From me above it is clear that this section has been inserted prospectively and is applicable to the asst. yr. 2002-03 and thereafter. There is no indication to suggest, even remotely that this section would be the subject-matter of consideration in asst. yr.

2000-01, which is under consideration. Thus it becomes manifest that the insertion of the Section 35DDA has to be ignored altogether and the legal position prevailing anterior to this amendment has to be considered." 7. The Hon'ble Bombay High Court in CIT v. Bhor Industries Ltd. considered the facts in which that assessee claimed deduction of Rs. 10.02 crore for the payment under the VRS in respect of its plant at Borvile but the AO restricted the addition to Rs. 33.40 lakhs and disallowed the balance amount of Rs. 9.68 crores as excess claim. Eventually when the matter travelled to the Hon'ble High Court, it was observed that the said expenditure was incurred by the assessee to save expenses and was not referable to any income yielding asset. By accepting the assessee's claim it was held that the entire amount must be allowed in its entirety in the year in which it was incurred and it could not be spread over a number of years even though the assessee had written it off in its books over a period of years.
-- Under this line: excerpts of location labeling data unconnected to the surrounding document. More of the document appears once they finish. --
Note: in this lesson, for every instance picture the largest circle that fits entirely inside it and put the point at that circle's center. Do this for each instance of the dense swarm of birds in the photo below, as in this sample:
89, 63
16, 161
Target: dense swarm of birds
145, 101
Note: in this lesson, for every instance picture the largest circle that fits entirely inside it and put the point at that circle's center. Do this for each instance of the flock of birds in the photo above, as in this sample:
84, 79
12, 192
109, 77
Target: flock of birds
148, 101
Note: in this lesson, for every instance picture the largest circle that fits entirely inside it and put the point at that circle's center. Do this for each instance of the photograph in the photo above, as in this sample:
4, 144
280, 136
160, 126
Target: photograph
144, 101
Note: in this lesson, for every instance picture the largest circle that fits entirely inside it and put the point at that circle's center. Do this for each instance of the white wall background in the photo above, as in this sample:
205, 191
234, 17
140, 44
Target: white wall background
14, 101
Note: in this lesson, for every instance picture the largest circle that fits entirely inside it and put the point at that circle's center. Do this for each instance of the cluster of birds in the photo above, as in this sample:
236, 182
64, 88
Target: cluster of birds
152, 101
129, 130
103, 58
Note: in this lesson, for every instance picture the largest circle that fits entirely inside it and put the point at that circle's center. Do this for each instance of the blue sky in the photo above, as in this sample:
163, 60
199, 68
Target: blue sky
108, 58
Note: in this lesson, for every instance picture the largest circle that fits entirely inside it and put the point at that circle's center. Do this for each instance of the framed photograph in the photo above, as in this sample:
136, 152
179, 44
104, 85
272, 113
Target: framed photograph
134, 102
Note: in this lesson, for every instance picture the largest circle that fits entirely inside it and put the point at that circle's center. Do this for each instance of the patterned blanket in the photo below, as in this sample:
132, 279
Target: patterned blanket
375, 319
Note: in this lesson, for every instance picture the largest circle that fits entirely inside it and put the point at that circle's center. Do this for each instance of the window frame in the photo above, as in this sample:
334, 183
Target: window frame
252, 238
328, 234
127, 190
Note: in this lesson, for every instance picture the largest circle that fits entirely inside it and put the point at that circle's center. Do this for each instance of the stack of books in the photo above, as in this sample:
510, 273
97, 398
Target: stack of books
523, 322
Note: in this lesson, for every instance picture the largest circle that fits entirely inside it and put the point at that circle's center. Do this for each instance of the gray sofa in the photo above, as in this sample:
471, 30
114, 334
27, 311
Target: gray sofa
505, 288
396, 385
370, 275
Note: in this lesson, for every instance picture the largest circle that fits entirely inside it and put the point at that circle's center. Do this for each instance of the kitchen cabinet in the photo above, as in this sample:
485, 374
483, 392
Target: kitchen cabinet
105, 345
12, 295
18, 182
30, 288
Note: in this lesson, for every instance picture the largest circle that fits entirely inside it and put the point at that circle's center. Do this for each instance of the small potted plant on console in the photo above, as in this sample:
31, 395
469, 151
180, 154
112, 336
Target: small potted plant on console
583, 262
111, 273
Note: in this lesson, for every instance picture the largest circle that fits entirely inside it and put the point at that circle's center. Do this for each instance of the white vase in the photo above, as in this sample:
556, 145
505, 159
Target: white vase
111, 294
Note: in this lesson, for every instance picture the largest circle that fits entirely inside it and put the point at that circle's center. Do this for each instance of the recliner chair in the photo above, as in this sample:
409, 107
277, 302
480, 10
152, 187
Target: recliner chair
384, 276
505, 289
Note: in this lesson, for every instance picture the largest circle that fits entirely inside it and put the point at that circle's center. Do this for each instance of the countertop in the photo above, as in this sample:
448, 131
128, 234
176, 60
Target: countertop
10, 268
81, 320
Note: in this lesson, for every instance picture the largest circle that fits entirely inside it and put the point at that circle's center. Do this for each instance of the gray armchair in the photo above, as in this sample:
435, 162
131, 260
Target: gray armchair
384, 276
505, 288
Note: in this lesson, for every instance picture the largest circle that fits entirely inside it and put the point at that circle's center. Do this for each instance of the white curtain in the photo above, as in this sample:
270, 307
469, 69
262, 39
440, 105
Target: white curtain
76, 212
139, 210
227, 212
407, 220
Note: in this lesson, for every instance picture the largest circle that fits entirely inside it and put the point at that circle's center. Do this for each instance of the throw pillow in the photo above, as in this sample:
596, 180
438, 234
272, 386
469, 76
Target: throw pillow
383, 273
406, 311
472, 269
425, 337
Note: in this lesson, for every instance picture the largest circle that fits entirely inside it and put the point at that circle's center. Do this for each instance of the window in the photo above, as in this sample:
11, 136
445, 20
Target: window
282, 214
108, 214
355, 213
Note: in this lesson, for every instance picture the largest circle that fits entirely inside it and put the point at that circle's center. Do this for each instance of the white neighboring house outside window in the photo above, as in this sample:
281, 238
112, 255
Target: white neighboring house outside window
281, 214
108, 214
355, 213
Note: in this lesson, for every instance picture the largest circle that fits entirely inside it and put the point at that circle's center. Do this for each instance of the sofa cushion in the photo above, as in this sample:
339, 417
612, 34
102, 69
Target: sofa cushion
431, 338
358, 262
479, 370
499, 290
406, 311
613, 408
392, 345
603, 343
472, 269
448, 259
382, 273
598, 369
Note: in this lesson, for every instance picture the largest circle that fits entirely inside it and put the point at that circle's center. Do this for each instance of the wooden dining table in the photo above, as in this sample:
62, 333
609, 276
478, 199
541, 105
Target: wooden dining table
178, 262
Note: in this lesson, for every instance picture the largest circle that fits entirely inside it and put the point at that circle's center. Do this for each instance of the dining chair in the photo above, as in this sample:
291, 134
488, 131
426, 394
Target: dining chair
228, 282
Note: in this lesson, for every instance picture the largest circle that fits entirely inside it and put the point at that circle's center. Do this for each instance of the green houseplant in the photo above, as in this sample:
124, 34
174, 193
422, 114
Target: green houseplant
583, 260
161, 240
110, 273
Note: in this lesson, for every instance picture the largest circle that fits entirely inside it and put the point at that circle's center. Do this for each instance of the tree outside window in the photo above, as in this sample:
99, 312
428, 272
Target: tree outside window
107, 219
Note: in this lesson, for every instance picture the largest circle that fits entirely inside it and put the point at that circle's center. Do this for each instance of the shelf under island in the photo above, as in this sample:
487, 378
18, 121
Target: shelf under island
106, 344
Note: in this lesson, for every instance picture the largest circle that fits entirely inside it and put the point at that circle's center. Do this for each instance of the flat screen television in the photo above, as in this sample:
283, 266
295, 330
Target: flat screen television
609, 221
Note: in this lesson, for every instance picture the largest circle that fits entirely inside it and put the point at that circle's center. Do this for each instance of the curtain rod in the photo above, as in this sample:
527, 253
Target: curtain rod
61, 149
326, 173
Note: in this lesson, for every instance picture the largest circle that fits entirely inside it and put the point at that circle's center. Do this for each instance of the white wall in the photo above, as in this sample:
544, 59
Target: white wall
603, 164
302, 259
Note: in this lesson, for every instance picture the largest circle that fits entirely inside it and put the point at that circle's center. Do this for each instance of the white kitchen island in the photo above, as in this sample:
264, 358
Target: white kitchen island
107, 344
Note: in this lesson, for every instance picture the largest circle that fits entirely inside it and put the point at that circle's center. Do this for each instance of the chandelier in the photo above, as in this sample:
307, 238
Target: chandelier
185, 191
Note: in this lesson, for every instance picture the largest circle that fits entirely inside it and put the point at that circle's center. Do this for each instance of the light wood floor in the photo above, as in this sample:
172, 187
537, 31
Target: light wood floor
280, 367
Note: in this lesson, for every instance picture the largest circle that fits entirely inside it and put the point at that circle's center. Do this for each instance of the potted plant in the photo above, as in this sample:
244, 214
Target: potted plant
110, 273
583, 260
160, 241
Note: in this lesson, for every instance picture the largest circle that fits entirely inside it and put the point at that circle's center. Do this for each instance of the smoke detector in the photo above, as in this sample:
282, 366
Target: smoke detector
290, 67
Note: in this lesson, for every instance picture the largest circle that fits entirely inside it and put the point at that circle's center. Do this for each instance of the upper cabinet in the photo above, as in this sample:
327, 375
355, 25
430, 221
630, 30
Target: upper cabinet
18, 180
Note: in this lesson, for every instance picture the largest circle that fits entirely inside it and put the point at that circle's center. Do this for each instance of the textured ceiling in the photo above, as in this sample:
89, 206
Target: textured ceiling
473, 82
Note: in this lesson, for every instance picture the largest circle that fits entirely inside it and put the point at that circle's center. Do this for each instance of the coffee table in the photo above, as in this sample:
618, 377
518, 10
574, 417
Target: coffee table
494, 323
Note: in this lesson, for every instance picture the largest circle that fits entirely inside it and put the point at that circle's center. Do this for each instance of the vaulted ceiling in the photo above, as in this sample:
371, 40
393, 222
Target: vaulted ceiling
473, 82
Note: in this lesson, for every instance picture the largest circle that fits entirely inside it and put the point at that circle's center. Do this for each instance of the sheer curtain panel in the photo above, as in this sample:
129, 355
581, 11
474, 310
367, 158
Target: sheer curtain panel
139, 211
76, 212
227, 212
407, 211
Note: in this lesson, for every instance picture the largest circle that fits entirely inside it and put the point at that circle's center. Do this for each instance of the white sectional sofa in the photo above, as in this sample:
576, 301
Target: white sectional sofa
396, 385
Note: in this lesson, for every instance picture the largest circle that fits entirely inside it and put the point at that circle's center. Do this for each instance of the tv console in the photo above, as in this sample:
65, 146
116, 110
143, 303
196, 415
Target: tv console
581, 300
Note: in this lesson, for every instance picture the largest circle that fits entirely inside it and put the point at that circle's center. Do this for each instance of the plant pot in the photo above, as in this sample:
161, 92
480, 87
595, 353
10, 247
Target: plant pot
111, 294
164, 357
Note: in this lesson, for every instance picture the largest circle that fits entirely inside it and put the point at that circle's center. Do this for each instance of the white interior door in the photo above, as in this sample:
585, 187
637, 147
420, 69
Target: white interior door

8. The Hon'ble Madras High Court also had an occasion to consider similar controversy in CIT v. Simpson & Co. Ltd. where it was held that the amount paid to employees under the VRS was an allowable deduction as the expenditure was incurred on the grounds of commercial expediency and the expenditure was laid out wholly and exclusively for the purposes of the business of the assessee. Similar view has been expressed by the Hon'ble Calcutta High Court in the case of CIT v. Machinery Manufacturing Corporation Ltd. 9. From the legal position which emerges from the above judgments applicable in the pre 35DDA period, it becomes clear that the expenditure of VRS deserves deduction in entirety in the year in which it is incurred. Since the assessee paid the amount in the year in question, which has not been disputed by the Revenue, in our considered opinion the entire amount is deductible as claimed by the assessee. By overturning the impugned order on this score, we allow deduction for the full amount of Rs. 1,06,57,907 in this year.

10. The only other ground is regarding the charging of interest under Section 234B which the learned CIT(A) did not entertain by observing that no appeal lies against such charging of interest. Suffice it to say that the learned CIT(A) was not justified in not considering this ground in view of the decision of the Hon'ble Supreme Court in Central Provinces Manganese Ore Co. Ltd. v. CTT . As the charging of interest under Section 234B is consequential, the same is directed to be decided accordingly.